Python crawler-Crawl a website movie download address

Source: Internet
Author: User

Preface: because oneself or is a Python world pupil, still have a lot of way to go, so this article aims for the guide, achieves the goal, for those I have not understood the principle, does not do to do too much explanation, lest fraught, everybody may search on the net.

friendly hint: This code uses the URL only for the Exchange study use, if has the inappropriate, please contact deletes.
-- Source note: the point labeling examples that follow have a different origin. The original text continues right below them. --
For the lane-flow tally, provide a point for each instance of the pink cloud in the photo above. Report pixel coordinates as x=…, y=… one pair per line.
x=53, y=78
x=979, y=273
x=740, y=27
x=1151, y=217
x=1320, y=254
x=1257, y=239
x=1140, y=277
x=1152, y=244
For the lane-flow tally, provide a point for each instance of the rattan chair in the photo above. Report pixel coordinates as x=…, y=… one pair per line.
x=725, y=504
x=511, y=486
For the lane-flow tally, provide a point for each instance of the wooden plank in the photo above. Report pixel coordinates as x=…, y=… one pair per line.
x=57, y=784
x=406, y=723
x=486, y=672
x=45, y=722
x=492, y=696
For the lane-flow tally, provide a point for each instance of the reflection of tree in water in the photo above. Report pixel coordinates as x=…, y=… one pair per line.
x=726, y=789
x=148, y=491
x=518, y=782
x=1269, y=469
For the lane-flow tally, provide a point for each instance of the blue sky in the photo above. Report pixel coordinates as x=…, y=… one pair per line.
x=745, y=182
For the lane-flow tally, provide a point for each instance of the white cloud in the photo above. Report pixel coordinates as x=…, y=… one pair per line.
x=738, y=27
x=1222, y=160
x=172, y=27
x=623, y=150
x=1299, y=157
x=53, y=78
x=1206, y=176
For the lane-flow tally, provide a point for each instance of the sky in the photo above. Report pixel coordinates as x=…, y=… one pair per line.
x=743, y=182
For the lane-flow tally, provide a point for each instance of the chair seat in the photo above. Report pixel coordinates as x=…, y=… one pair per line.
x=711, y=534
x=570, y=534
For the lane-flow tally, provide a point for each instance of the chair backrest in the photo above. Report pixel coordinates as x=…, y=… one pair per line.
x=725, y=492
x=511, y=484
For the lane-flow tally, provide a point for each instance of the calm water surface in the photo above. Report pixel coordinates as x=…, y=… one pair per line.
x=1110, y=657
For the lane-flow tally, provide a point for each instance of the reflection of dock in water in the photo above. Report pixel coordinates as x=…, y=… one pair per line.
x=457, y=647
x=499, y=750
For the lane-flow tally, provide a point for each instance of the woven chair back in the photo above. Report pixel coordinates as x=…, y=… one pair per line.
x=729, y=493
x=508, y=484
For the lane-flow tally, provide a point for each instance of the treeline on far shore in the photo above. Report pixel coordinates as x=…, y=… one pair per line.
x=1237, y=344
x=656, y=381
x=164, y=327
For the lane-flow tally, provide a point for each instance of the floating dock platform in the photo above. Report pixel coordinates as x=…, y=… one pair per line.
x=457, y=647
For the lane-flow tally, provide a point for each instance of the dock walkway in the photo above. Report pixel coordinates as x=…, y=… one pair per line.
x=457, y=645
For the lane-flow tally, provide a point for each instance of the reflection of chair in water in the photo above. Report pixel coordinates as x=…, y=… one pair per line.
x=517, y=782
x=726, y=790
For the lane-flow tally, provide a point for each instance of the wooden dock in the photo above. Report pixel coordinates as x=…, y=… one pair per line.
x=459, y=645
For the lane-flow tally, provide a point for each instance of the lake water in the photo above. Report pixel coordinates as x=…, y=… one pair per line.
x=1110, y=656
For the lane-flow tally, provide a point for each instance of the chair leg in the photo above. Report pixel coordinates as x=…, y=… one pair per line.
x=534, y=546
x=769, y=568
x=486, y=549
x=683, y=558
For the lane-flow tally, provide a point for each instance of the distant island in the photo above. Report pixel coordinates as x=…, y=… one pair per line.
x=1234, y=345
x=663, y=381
background: I have a computer to give dad to use, the Don likes to see some large, but the home network environment is not good, want to bulk download some to save to the computer. But most of the sites are like this at the moment,

Need a place to go in to see

If I want to download 100 movies, that must have broken hands, so I want to take these addresses to crawl out, Thunder batch download.
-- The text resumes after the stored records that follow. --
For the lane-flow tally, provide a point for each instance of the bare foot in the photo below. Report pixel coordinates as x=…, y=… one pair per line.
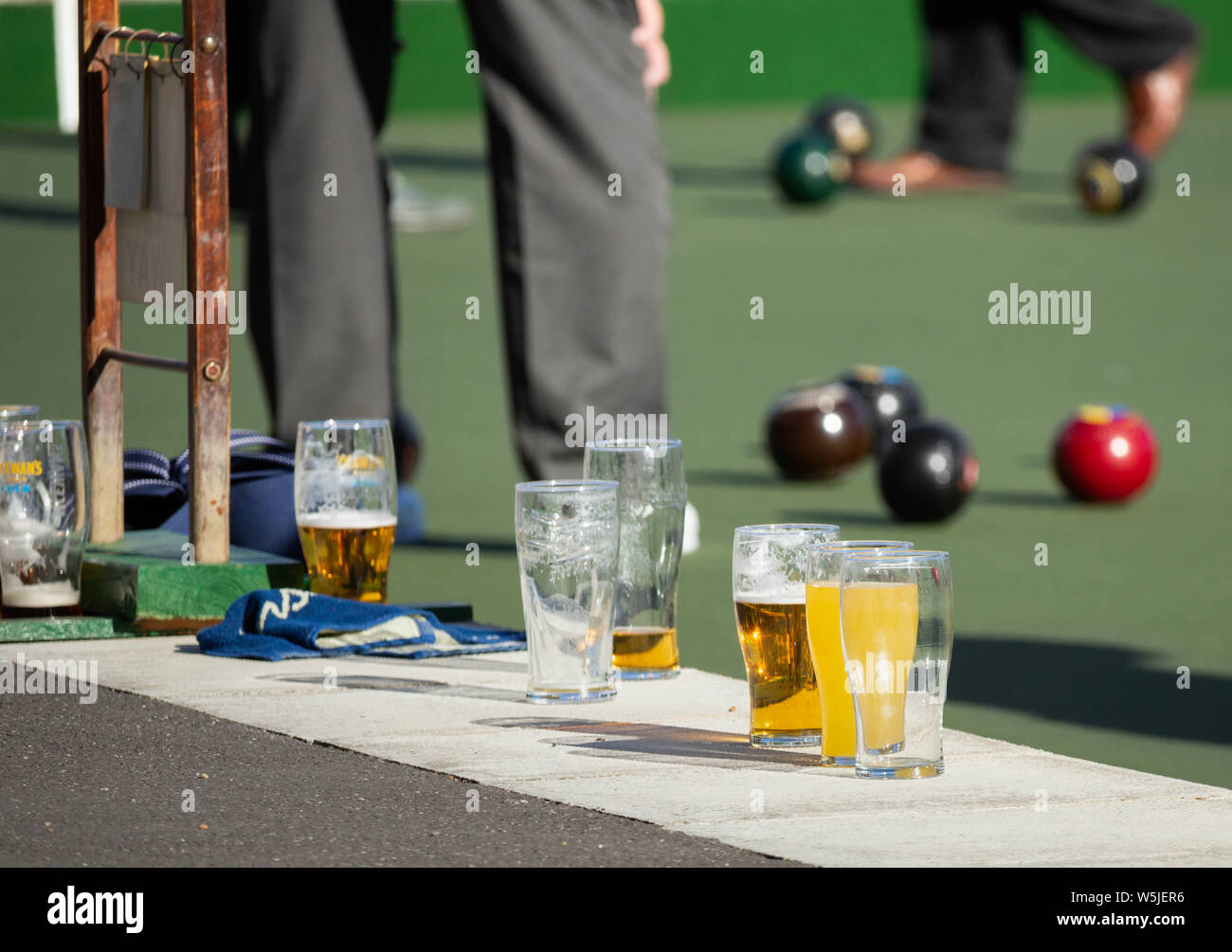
x=923, y=171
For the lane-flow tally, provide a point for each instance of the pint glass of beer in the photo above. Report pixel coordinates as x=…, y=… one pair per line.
x=769, y=566
x=822, y=611
x=346, y=507
x=45, y=516
x=567, y=536
x=652, y=515
x=896, y=623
tools:python (version 3.x)

Crawler principle: The Web page source code contains, these scattered addresses in bulk saved to the file, easy to use.

Dry: first on the code, can not wait for you to run first, then see the detailed introduction.

ImportRequestsImportRe#changepage the link used to generate different pagesdefchangepage (url,total_page): Page_group= ['https://www.dygod.net/html/gndy/jddy/index.html']     forIinchRange (2,total_page+1): Link= Re.sub ('Jddy/index','jddy/index_'+Str (i), url,re. S) page_group.append (link)returnPage_group#Pagelink used to generate video link pages within a pagedefpagelink (URL): Base_url='https://www.dygod.net/html/gndy/jddy/'Headers= {'user-agent':'mozilla/5.0 (Windows NT 6.1; WOW64) applewebkit/537.36 (khtml, like Gecko) chrome/45.0.2454.101 safari/537.36'} req= Requests.get (url, headers =headers) req.encoding='GBK'#Specify the encoding, otherwise it will be garbledPat = Re.compile ('<a href= "/html/gndy/jddy/(. *?)" class= "Ulink" title= (. *?) /a>', Re. S#get movie list URLsReslist =Re.findall (Pat, Req.text) FinalURL= []     forIinchRange (1,25): Xurl=Reslist[i][0] Finalurl.append (Base_url+Xurl)returnFinalURL#return all the video page addresses in this page#Getdownurl Get the video address of the pagedefgetdownurl (URL): Headers= {'user-agent':'mozilla/5.0 (Windows NT 6.1; WOW64) applewebkit/537.36 (khtml, like Gecko) chrome/45.0.2454.101 safari/537.36'} req= Requests.get (url, headers =headers) req.encoding='GBK'#Specify the encoding, otherwise it will be garbledPat = Re.compile ('<a href= "ftp (. *?)" >ftp', Re. S#GetReslist =Re.findall (Pat, Req.text) Furl='FTP'+Reslist[0]returnFurlif __name__=="__main__": HTML="https://www.dygod.net/html/gndy/jddy/index.html"    Print('The site you are about to crawl is: https://www.dygod.net/html/gndy/jddy/index.html') pages= Input ('Please enter the number of pages to crawl:') P1=changepage (Html,int (pages)) with open ('movie Heaven. LST','W') as F:j=0 forP1iinchp1:j= j + 1Print('crawling page%d, url is%s ...'%(j,p1i)) P2=pagelink (p1i) forP2iinchP2:P3=Getdownurl (P2i)ifLen (p3) = =0:Pass                Else: FinalURL=P3 F.write (FinalURL+'\ n')    Print('All page address crawl complete!')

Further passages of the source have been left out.